Przejdź do treści
Przejdź do stopki

RU-486 zabija i rani

Treść

Międzynarodowe Obserwatorium ds. Społecznej Nauki Kościoła im. kard. Van Thuana wydało oświadczenie, w którym zdecydowanie potępia używanie pigułki poronnej RU-486. To silna trucizna, która poza uśmierceniem dziecka niesie poważne skutki dla zdrowia kobiety. Najbardziej odrażający jest kilkudniowy proces zabijania rozwijającego się człowieka. Zafałszowuje się też samą istotę działania środka, wprowadzając go do aptek pod przykrywką "leku".

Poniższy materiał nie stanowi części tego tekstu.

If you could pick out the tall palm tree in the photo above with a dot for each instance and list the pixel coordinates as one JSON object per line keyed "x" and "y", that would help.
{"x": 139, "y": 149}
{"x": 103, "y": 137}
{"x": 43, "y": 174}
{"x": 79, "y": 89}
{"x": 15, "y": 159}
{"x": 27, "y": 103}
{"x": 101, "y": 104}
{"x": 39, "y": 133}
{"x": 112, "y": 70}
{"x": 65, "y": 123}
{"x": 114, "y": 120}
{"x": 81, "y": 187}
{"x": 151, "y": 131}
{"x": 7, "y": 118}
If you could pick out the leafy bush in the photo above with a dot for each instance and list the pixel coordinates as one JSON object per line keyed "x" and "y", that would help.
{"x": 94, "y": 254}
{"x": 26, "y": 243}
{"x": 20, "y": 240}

Obserwatorium, które propaguje naukę społeczną i moralną Kościoła na forum międzynarodowym, w odpowiedzi na stale powracający problem legalizacji RU-486 przygotowało katalog argumentów za zdecydowanym odrzuceniem aborcji chemicznej - informuje CatholicNewsAgency. com. "RU-486 to zwykła trucizna, którą kobieta na własne życzenie spożywa. Ból i krwawienie rozpoczyna się po kilku godzinach od jej zażycia, a kobieta sama musi cały ten proces monitorować. Wszystko to odbywa się w czasie, który może trwać od 3 do 15 dni i w dużym stopniu zależy od indywidualnej wytrzymałości na ból" - czytamy w dokumencie.
Jednak nie chodzi wyłącznie o kwestie psychicznych skutków dzieciobójstwa dla jego rodziców. Najbardziej odrażający jest kilkudniowy proces zabijania rozwijającego się dziecka.
Zafałszowuje się też samą istotę działania pigułki, wprowadzając ją do aptek pod przykrywką "leku". Poprzez to - podkreślają eksperci - wprowadza się do świadomości społeczeństwa dwa dramatyczne błędy. Po pierwsze, że aborcja jest prostym "zabiegiem", możliwym do przeprowadzenia w domu. Po drugie zaś, że należy do zakresu terapii medycznej, a tak nie jest. "Co więcej, to poważne kłamstwo prowadzi ludzi do myślenia, że ciąża jest "chorobą", która może być "wyleczona" (usunięta) poprzez odwołanie się do możliwości leczniczych. Tymczasem ciąża jest obecnością nowej istoty ludzkiej, nie zaś bólem głowy lub przeziębieniem: dlatego te dwie kwestie nie mogą być traktowane w ten sam sposób!" - czytamy w oświadczeniu.
Obawy członków Obserwatorium ds. Społecznej Nauki Kościoła im. kard. Van Thuana budzi także fakt, iż nie trzeba być nawet lekarzem, aby przepisać pigułkę poronną oraz że kobieta musi podjąć decyzję o zażyciu środka zabijającego rozwijające się w jej łonie dziecko w bardzo krótkim czasie. Aby RU-486 mogła odnieść swój śmiercionośny skutek, powinna zostać przyjęta w ciągu pierwszych 49 dni ciąży. Nie pozwala się kobietom na chwilę pogłębionej refleksji na podjęcie tak makabrycznej decyzji. Obserwatorium kończy swoje spostrzeżenia uwagą, że "wbrew wysiłkom, by zrobić z aborcji nieczułą, błahą i rutynową procedurę, jest ona absolutnie poważnie nieusprawiedliwialnym moralnie czynem".
Tymczasem austriackie ministerstwo zdrowia dopuściło ten właśnie specyfik do sprzedaży w aptekach bez recepty. Przeciw tej decyzji protestowali chrześcijańscy demokraci. Minister zdrowia w poprzednim rządzie Maria Rauch-Kallat nie zgadzała się na dopuszczenie środków wczesnoporonnych do sprzedaży. Z kolei jej następca Alois Stoeger stwierdził, że umożliwienie sprzedaży pigułki dostępnej bez recepty będzie jednym z jego priorytetów.